Hillary Clinton’s hawkishness is more sincere. She’s been on the hawkish end of the Democratic spectrum since entering electoral politics a decade and a half ago. Still, were it not for the influence that moneyed elites wield over the presidential process, it would be much harder for her to take views so at odds with most Democratic voters. Clinton lost in 2008, after all, in large measure because she had backed the war in Iraq while Obama had not. If a credible progressive challenger in 2016 tied Hillary’s current interventionism to her past interventionism under the rubric “she still doesn’t get it,” they’d find a receptive audience, especially in Iowa, where Democratic caucus-goers are particularly dovish.
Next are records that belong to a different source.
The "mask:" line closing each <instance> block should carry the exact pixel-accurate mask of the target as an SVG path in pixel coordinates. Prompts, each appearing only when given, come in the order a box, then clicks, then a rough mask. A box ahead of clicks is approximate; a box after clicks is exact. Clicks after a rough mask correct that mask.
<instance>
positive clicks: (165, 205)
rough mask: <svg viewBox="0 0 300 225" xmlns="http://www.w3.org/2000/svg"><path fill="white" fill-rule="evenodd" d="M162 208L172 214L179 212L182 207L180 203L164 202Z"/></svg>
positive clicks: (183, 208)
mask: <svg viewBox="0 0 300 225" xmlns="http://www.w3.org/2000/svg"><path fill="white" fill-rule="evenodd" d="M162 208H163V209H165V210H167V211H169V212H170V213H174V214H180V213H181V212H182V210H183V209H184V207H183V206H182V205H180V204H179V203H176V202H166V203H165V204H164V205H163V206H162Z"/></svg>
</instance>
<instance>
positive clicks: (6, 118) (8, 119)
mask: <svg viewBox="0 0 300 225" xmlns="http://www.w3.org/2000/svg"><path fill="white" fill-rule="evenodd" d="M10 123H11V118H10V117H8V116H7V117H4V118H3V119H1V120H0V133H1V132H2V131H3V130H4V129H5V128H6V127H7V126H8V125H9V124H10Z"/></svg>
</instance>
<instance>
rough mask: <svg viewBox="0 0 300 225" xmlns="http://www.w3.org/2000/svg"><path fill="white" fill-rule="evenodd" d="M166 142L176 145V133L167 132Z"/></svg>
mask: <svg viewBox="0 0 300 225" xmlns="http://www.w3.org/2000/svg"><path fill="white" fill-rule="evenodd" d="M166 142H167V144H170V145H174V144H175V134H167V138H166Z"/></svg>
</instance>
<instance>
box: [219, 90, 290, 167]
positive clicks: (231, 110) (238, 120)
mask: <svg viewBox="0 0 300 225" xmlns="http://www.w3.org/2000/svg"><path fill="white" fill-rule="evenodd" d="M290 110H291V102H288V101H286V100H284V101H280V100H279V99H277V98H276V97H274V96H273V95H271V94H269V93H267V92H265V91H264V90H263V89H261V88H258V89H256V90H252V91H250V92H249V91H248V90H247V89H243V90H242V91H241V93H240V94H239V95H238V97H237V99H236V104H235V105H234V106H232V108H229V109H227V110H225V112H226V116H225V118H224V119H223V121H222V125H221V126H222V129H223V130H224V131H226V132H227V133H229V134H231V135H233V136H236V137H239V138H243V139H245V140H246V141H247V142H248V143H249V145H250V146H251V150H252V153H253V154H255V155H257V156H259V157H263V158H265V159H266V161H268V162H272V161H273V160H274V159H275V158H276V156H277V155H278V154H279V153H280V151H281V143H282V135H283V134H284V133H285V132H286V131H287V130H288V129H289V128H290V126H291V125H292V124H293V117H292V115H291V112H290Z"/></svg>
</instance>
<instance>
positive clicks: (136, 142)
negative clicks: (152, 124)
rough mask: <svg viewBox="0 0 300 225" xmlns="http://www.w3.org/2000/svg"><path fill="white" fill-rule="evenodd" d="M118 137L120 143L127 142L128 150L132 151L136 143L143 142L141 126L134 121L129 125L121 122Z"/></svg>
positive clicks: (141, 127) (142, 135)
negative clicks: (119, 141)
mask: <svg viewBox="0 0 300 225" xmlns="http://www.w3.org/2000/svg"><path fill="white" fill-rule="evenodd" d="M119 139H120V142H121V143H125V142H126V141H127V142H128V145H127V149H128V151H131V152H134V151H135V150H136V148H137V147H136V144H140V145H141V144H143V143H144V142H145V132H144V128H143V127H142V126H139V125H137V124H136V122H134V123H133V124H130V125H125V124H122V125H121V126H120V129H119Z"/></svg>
Yet there’s little evidence that any serious challenger is considering taking this approach. That’s partly because Democratic primary voters, while overwhelmingly dovish, are not focused on foreign policy in the way they were during the Iraq War. And it’s partly because even progressive Democrats like Elizabeth Warren are influenced by the more hawkish perspective common among party donors. That’s especially true on the Middle East. Polling showsthat rank-and-file Democrats are fairly critical of Israel’s recent war in Gaza, for instance. But last month, even progressive firebrands like Warrensupported a Senate resolution so hawkish that it did not even acknowledge that any Palestinians in Gaza had died.
It’s worth analyzing the current moment in historical perspective. For a century, Americans have responded to disillusioning wars by demanding a less interventionist foreign policy. It happened after World War 1, after Korea, after Vietnam, and it’s happening again in the wake of Afghanistan and Iraq. The difference between this moment and past ones is the role of money in politics. As on so many issues, politicians’ need to raise vast sums from the super-rich makes them ultra-responsive to one, distinct sliver of the population and less responsive to everyone else. The way campaign finance warps the political debate over financial regulation is well known. What we’re witnessing this year is a case study in the way it warps the foreign-policy debate as well.
In 2008, Obama was elected president in part because he had deviated from a hawkish, largely bipartisan, elite foreign-policy perspective that facilitated the war in Iraq. Six years later, Obama is still deviating, and so are the American people. Yet the elite consensus is stronger than ever, and in the run-up to 2016, that consensus—more than public opinion—is driving the presidential debate. No wonder Americans are cynical.